In the jargon, you use an SSO IdP server to handle usernames and passwords for all the other SPs on the network.
Of course, if you want various clients and SPs from different vendors to work cleanly together with an IdP from yet another vendor, you need a uniform data language and vocabulary for them to communicate.
One such language is SAML, short for Security Assertion Markup Language.
SAML is a dialect of XML, which is a sort-of tidied-up form of HTML, the language used to create web pages.
Now, if you have written software or scripts that generate web pages in HTML format, you’ll know that it’s gloriously simple to do – you just stick the right tags at each end of each sentence in bold, each web link, each paragraph, each item in a bulleted list, and so on.
Easy!
But if you have ever had to write software to go the other way – to read in HTML or XML and make sense of it – then you will know where this article is going.
Hard!

Generating HTML and then reliably reading it back in are as far apart in difficulty as being able to utter enough badly-pronounced words in a foreign language to find your way to the train station, and being able to chat fluently with a native speaker.

What the bug looks like

Duo did us all a favour by producing a stripped-out representation of the parts that matter in an SAML authentication response; we’ve followed their synthetic example here.
An SAML response typically contains an XML-formatted assertion that identifies the authenticated user, something like this:

<Assertion ID="ABC1245">
    <Subject><NameID>user@example.com</NameID></Subject>
</Assertion>

There should also be a digital signature for the assertion (here identified by the string ABC1245), without which an imposter could simply copy a SAML response, and casually alter the NameID to refer to a different account:

<Signature>
   <SignedInfo><Reference URI="#ABC1245"/></SignedInfo>
   <SignatureValue>digital sig of assertion ABC1245</SignatureValue>
</Signature>

The problem that Duo found was how various programming libraries – including python-saml, used by Duo, ruby-saml and saml2-js – dealt with XML comments inside SAML data structures, and how these comments affected the digital signature process.
Above, the correct data string for the field NameID is obviously user@example.com, being the full text immediately between the start tag NameID; and the end tag /NamedID.
But if you were to write this instead…

<Assertion ID="ABC1245">
    <Subject><NameID>user@example.com<!-- comment -->.test</NameID></Subject>
</Assertion>

…what’s the correct value for NameID, given that the text  is supposed to be ignored?
Duo found that buggy SAML libraries would read the NameID string in various ways, sometimes as user@example.com (treating the comment as a terminator for the data field), and sometimes as user@example.com.test (simply treating the comment as it it were not there at all).
Either interpretation has technical validity, and it doesn’t really matter which approach you choose as long as you are consistent.
Duo found that wasn’t the case: buggy SAML libraries would use the interpretation user@example.com when validating the signature, but the second interpretation when matching the username.
In other words, by injecting a comment followed by some extra text into the NameID field of a signed SAML response, a crook could alter the username in the authentication message without invalidating its digital signature.
As a result, the altered response would pass muster, thus potentially tricking servers on the network into trusting an unauthorised user.

What to do?

If you use an SSO system in your business: check with your vendor if it is SAML-based.
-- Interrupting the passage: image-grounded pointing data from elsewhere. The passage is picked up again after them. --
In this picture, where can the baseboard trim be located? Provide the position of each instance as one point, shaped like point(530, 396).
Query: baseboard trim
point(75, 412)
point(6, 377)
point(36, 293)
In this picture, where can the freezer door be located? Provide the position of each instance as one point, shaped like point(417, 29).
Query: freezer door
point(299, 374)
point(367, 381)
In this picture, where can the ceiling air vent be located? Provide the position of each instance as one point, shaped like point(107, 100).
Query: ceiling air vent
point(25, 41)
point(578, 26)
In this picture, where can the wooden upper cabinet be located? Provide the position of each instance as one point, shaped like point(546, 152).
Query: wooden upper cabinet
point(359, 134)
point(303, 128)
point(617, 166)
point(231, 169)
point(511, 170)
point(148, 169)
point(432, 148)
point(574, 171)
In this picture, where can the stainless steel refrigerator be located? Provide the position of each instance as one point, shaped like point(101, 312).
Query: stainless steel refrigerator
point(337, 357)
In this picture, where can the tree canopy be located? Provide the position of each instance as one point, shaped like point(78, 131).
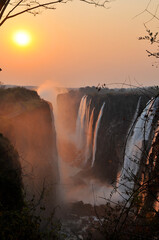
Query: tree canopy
point(13, 8)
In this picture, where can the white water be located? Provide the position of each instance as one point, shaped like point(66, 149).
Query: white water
point(86, 136)
point(135, 146)
point(96, 133)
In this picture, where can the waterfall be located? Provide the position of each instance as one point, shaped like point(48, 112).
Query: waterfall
point(86, 136)
point(80, 124)
point(96, 133)
point(139, 135)
point(88, 150)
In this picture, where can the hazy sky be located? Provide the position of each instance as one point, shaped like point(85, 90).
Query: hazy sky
point(78, 45)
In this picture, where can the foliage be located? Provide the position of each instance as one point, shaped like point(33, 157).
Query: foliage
point(10, 8)
point(20, 219)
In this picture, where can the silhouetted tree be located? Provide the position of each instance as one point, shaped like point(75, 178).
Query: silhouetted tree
point(13, 8)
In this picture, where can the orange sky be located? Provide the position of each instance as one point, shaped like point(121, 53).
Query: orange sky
point(78, 45)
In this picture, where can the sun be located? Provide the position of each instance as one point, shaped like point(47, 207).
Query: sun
point(22, 38)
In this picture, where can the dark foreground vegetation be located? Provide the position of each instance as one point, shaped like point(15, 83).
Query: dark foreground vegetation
point(135, 217)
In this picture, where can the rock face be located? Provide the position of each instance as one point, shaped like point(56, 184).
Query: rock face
point(26, 121)
point(118, 111)
point(11, 197)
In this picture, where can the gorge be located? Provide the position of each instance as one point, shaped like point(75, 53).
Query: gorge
point(88, 141)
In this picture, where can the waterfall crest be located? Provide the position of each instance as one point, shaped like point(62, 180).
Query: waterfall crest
point(140, 136)
point(86, 134)
point(96, 133)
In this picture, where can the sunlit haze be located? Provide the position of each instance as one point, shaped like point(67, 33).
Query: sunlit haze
point(79, 45)
point(22, 38)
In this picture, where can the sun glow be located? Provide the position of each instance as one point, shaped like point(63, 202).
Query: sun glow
point(22, 38)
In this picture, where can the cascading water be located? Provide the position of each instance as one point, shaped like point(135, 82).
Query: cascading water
point(86, 136)
point(138, 140)
point(96, 133)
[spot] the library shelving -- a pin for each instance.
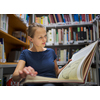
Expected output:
(50, 21)
(15, 23)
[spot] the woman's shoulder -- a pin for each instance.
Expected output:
(25, 50)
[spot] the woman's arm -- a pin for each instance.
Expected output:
(19, 67)
(21, 71)
(57, 70)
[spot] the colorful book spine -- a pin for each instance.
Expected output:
(57, 17)
(63, 18)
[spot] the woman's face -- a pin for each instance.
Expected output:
(40, 37)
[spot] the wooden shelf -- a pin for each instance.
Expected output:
(11, 39)
(8, 64)
(67, 25)
(16, 22)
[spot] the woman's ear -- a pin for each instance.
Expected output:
(30, 39)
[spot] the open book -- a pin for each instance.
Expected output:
(74, 72)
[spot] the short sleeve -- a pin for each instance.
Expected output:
(55, 56)
(22, 56)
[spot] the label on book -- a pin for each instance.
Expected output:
(78, 29)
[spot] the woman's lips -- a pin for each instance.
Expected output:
(43, 43)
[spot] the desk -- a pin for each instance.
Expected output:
(6, 68)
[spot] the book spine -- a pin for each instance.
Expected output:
(85, 38)
(82, 34)
(63, 18)
(78, 31)
(57, 17)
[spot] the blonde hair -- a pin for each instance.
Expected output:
(32, 28)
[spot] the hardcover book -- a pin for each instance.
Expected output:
(74, 72)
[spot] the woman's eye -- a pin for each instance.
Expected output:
(40, 37)
(45, 35)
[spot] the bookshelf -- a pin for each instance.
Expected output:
(92, 22)
(15, 23)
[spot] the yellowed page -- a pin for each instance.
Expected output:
(70, 72)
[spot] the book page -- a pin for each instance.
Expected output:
(74, 67)
(70, 72)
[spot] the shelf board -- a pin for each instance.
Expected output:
(67, 25)
(11, 39)
(16, 22)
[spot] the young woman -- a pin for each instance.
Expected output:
(38, 59)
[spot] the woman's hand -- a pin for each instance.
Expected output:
(69, 60)
(27, 71)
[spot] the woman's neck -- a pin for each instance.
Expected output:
(37, 49)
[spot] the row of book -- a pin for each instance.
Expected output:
(65, 18)
(2, 51)
(14, 54)
(68, 35)
(4, 22)
(63, 55)
(24, 18)
(19, 35)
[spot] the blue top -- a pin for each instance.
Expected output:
(42, 62)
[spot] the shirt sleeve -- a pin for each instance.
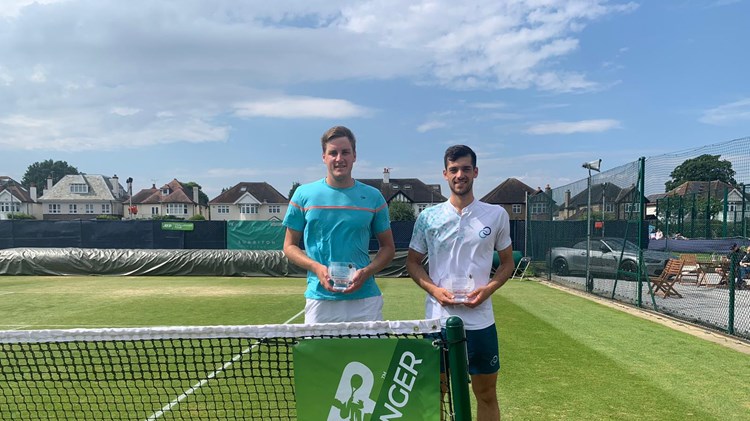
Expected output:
(382, 220)
(295, 216)
(503, 240)
(418, 241)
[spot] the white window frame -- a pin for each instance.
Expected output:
(538, 208)
(79, 188)
(249, 208)
(176, 209)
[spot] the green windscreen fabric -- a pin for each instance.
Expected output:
(255, 235)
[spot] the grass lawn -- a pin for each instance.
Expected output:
(563, 357)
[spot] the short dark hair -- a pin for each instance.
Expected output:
(459, 151)
(338, 131)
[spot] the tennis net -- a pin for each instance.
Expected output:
(175, 373)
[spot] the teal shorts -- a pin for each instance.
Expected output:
(482, 349)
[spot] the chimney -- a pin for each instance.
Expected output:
(115, 186)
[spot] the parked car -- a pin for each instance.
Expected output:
(605, 258)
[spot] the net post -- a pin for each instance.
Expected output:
(458, 364)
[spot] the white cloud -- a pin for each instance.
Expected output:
(431, 125)
(300, 107)
(584, 126)
(733, 112)
(124, 111)
(187, 64)
(38, 75)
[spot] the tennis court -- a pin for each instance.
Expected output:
(563, 357)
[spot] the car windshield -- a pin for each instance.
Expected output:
(617, 244)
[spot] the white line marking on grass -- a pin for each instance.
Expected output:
(195, 387)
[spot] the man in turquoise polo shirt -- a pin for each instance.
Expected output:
(337, 215)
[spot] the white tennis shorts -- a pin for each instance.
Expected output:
(335, 311)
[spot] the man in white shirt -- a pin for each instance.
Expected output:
(460, 237)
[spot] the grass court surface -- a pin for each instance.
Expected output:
(563, 357)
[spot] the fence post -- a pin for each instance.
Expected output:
(458, 364)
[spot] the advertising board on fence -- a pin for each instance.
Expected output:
(367, 379)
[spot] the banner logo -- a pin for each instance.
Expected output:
(353, 399)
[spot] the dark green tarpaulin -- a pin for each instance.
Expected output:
(255, 235)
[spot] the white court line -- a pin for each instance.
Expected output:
(210, 376)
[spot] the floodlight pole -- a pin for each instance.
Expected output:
(593, 165)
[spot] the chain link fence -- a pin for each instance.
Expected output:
(613, 232)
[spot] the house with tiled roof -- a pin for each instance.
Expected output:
(511, 194)
(15, 198)
(174, 199)
(82, 196)
(408, 190)
(715, 191)
(249, 201)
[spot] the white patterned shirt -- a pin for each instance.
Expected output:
(461, 245)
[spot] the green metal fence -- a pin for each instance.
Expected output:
(611, 233)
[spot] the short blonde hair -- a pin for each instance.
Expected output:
(335, 132)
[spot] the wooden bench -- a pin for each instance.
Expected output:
(664, 283)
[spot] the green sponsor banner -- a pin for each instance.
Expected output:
(177, 226)
(367, 379)
(255, 235)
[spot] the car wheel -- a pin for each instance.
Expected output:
(629, 266)
(560, 266)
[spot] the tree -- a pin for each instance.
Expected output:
(293, 189)
(38, 172)
(202, 197)
(401, 211)
(703, 168)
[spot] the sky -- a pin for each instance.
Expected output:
(221, 92)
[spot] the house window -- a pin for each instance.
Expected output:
(10, 207)
(176, 209)
(632, 207)
(538, 207)
(79, 188)
(249, 208)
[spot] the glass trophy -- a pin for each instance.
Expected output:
(460, 287)
(341, 273)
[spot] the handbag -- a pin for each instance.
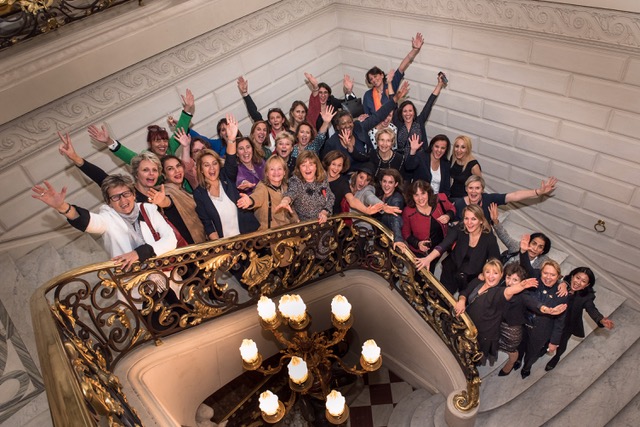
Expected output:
(354, 106)
(156, 236)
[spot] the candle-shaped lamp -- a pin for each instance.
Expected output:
(335, 403)
(298, 370)
(266, 309)
(249, 351)
(268, 403)
(340, 308)
(370, 352)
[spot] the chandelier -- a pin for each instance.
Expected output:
(310, 356)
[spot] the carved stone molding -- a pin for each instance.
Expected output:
(22, 136)
(610, 27)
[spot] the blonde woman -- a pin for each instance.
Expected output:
(474, 245)
(463, 165)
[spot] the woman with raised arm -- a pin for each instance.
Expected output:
(127, 233)
(259, 135)
(486, 303)
(425, 219)
(306, 136)
(275, 116)
(434, 166)
(463, 166)
(297, 114)
(146, 169)
(388, 191)
(267, 196)
(471, 243)
(321, 98)
(336, 163)
(546, 326)
(375, 97)
(217, 195)
(250, 165)
(309, 194)
(385, 157)
(581, 297)
(477, 196)
(539, 243)
(352, 137)
(158, 138)
(409, 122)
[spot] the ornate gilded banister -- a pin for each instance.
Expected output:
(90, 318)
(24, 19)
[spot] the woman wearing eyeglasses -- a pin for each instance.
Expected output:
(158, 139)
(146, 169)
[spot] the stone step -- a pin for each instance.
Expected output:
(575, 373)
(404, 410)
(629, 415)
(599, 403)
(82, 251)
(425, 413)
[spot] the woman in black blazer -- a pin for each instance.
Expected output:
(581, 297)
(217, 195)
(474, 245)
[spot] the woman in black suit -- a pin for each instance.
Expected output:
(581, 297)
(474, 245)
(217, 194)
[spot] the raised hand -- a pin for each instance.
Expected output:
(183, 138)
(49, 196)
(548, 186)
(524, 243)
(244, 202)
(417, 41)
(415, 143)
(188, 102)
(157, 197)
(327, 113)
(66, 149)
(494, 214)
(243, 86)
(347, 84)
(100, 134)
(312, 81)
(403, 90)
(232, 128)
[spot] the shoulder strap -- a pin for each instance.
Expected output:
(155, 234)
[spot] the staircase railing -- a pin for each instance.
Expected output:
(88, 319)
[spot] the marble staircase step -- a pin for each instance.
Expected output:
(629, 415)
(597, 405)
(425, 413)
(575, 373)
(404, 410)
(82, 251)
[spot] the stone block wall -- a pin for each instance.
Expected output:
(543, 90)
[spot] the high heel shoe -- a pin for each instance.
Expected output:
(503, 373)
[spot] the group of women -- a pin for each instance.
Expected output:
(188, 189)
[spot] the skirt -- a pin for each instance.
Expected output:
(510, 337)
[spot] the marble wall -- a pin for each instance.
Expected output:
(543, 89)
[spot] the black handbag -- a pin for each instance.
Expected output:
(354, 106)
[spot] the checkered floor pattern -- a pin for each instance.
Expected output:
(382, 391)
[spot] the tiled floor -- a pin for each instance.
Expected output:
(373, 406)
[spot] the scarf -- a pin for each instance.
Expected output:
(133, 223)
(186, 207)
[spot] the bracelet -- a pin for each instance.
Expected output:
(67, 211)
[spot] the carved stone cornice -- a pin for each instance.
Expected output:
(22, 136)
(609, 27)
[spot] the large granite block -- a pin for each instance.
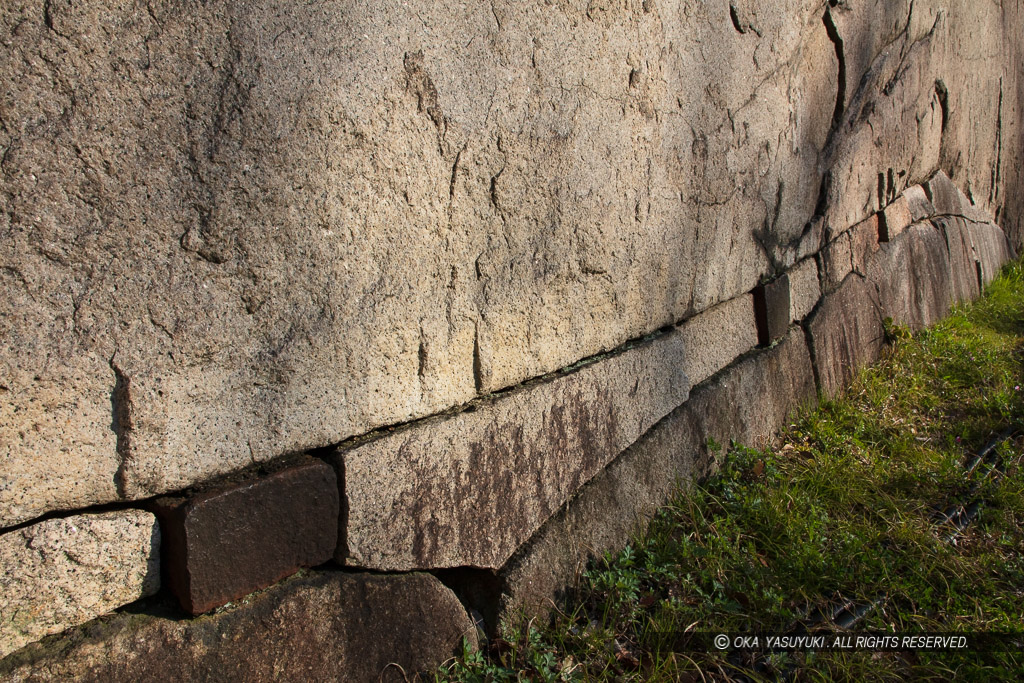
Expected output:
(61, 572)
(771, 309)
(805, 289)
(469, 488)
(894, 219)
(747, 402)
(228, 542)
(326, 626)
(912, 278)
(846, 333)
(714, 338)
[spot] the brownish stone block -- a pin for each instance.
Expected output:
(745, 402)
(846, 333)
(964, 278)
(327, 626)
(944, 196)
(771, 309)
(226, 543)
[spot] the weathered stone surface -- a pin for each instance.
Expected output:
(747, 402)
(912, 278)
(990, 248)
(771, 309)
(226, 543)
(805, 289)
(846, 333)
(468, 489)
(326, 626)
(918, 203)
(210, 207)
(837, 261)
(964, 276)
(849, 252)
(894, 219)
(713, 339)
(61, 572)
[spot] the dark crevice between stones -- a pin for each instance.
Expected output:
(837, 40)
(480, 591)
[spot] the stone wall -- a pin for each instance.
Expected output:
(399, 288)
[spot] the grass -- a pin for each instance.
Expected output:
(843, 508)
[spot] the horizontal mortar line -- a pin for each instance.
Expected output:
(485, 399)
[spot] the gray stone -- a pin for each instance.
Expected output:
(846, 334)
(912, 278)
(225, 543)
(713, 339)
(863, 242)
(991, 248)
(61, 572)
(805, 290)
(945, 197)
(239, 229)
(747, 402)
(771, 309)
(325, 626)
(894, 219)
(467, 489)
(918, 203)
(837, 261)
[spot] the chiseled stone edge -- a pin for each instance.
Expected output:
(748, 401)
(60, 572)
(469, 488)
(225, 543)
(318, 626)
(427, 497)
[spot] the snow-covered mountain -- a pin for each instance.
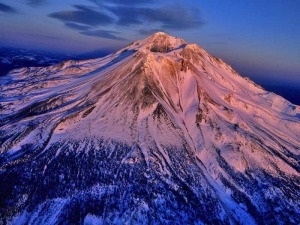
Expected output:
(12, 58)
(160, 132)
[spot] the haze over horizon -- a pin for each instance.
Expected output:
(258, 38)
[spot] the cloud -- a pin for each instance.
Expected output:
(167, 17)
(7, 9)
(122, 2)
(35, 3)
(84, 15)
(149, 31)
(103, 34)
(76, 26)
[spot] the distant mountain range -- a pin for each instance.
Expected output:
(160, 132)
(12, 58)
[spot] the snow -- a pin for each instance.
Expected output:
(157, 94)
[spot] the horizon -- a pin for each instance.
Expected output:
(257, 38)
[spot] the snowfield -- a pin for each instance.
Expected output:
(160, 132)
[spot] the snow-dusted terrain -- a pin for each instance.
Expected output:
(160, 132)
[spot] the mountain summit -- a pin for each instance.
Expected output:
(160, 132)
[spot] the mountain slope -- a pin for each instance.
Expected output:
(157, 133)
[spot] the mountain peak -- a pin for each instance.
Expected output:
(158, 132)
(159, 42)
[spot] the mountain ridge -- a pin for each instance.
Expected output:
(158, 133)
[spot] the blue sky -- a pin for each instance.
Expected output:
(259, 37)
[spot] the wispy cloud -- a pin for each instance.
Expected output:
(166, 17)
(149, 31)
(103, 34)
(84, 15)
(76, 26)
(123, 2)
(35, 3)
(107, 15)
(7, 9)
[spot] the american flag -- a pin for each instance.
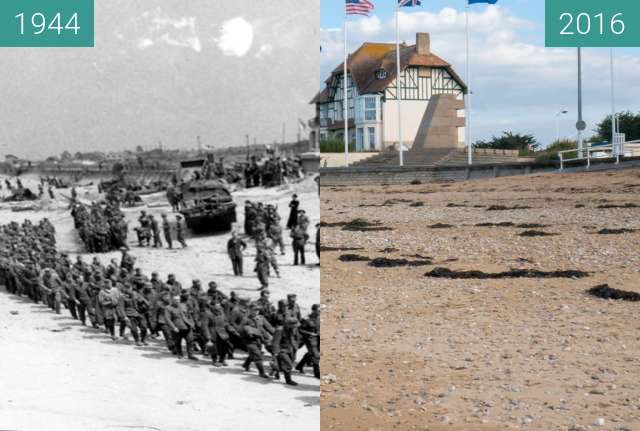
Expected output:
(359, 7)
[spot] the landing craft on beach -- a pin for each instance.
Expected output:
(205, 203)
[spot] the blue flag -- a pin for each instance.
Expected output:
(409, 3)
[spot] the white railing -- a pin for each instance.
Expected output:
(611, 151)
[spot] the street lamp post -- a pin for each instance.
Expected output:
(562, 112)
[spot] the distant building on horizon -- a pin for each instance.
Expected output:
(373, 110)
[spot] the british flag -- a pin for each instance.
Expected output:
(359, 7)
(409, 3)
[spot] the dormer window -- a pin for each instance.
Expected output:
(381, 74)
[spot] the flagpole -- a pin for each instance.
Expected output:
(399, 84)
(468, 103)
(345, 98)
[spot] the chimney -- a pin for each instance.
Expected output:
(423, 44)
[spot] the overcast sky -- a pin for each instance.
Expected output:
(517, 83)
(165, 70)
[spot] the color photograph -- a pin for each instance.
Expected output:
(159, 265)
(480, 183)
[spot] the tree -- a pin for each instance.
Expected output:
(628, 123)
(510, 141)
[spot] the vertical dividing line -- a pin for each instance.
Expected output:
(580, 143)
(345, 98)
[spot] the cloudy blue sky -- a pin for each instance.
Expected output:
(518, 84)
(165, 70)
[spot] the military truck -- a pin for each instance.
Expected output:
(207, 204)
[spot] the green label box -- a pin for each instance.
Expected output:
(46, 23)
(592, 23)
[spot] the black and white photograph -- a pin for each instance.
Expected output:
(159, 222)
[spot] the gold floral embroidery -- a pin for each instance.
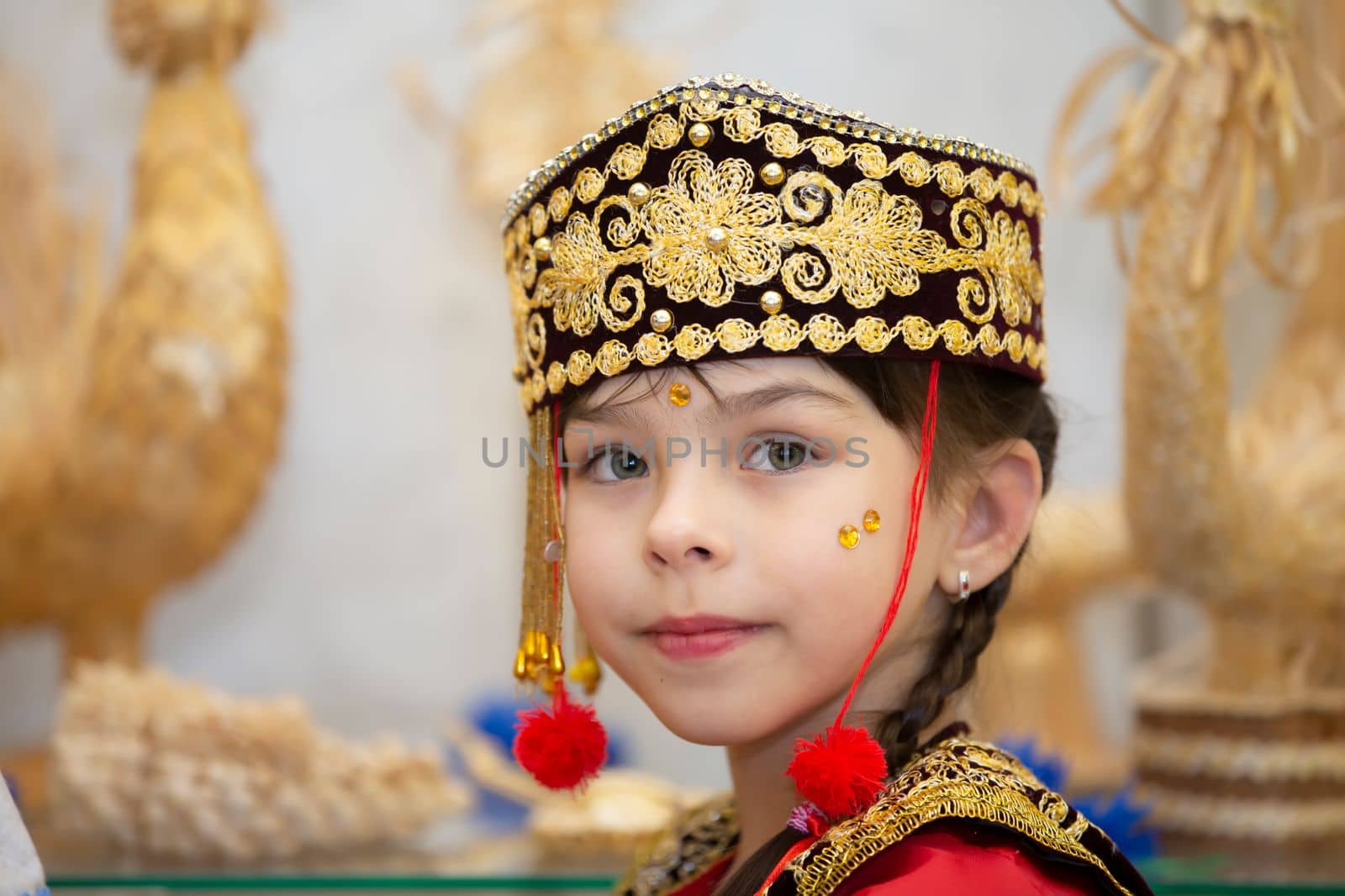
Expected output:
(957, 779)
(708, 230)
(705, 232)
(952, 779)
(696, 101)
(575, 287)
If so, ask if it is affected and whether there is a patch available.
If you are a vendor with any product that speaks SAML: check with your programmers which SAML libraries you use, and whether they need patching.

Finally, at the risk of sounding impractically pompous, re-evaluate everywhere that you’ve used an XML-based approach to data when you didn’t need to.
As a wise man once said, “There is no limit to how much worse you can make a computer security problem by using XML in the process of solving it.”